Profiles of selection intensity (γ) across nucleotide positions for seven genes: (A) SLC6A5, (B) GRIN2C, (C) RNASEL, (D) IL18RAP, (E) TGM4, (F) WBP2NL, (G) SPAG5. A line indicates the model-averaged γ (red if the lower bound of γ > 4 or if the upper bound of γ < −1, otherwise blue), and a grey band indicates the 95% model uncertainty interval. The black horizontal line in each plot indicates γ = 0. Each figure reports synonymous polymorphic sites (P_s), replacement polymorphic sites (P_r), synonymous divergent sites (D_s), replacement divergent sites (D_r), and the Fisher Exact P value for the corresponding MK test.

Fig. 4.

Four scenarios for comparing selection inference by MASS-PRF and the MK test. (A) SLC8A1 was inferred to be under selection both by MASS-PRF and the MK test (P = 0.02); (B) NT5C1B was inferred to be under selection by MASS-PRF, but not MK (P = 0.67); (C) MGAM was not inferred to be under selection by MASS-PRF, but was inferred to be under selection by the MK test (P = 0.04); (D) TPH2 was not inferred to be under selection by either MASSPRF or the MK test (P = 1).

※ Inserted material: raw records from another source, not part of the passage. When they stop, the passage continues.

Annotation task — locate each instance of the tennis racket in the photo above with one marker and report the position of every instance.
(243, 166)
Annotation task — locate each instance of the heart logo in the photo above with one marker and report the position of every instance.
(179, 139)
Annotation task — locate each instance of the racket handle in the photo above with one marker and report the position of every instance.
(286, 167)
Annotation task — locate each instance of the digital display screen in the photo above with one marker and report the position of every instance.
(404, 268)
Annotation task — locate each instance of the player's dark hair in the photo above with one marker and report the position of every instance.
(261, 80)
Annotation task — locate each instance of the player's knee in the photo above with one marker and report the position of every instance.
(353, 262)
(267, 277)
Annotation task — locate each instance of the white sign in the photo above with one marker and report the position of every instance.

A line indicates the model-averaged γ (red if the lower bound of γ > 4 or if the upper bound of γ < −1, otherwise blue), and a grey band indicates the 95% model uncertainty interval. The black horizontal line in each plot indicates γ  = 0. Each figure reports synonymous polymorphic sites (P_s), replacement polymorphic sites (P_s), synonymous divergent sites (D_s), replacement divergent sites (D_r), and the Fisher Exact P value for the corresponding MK test.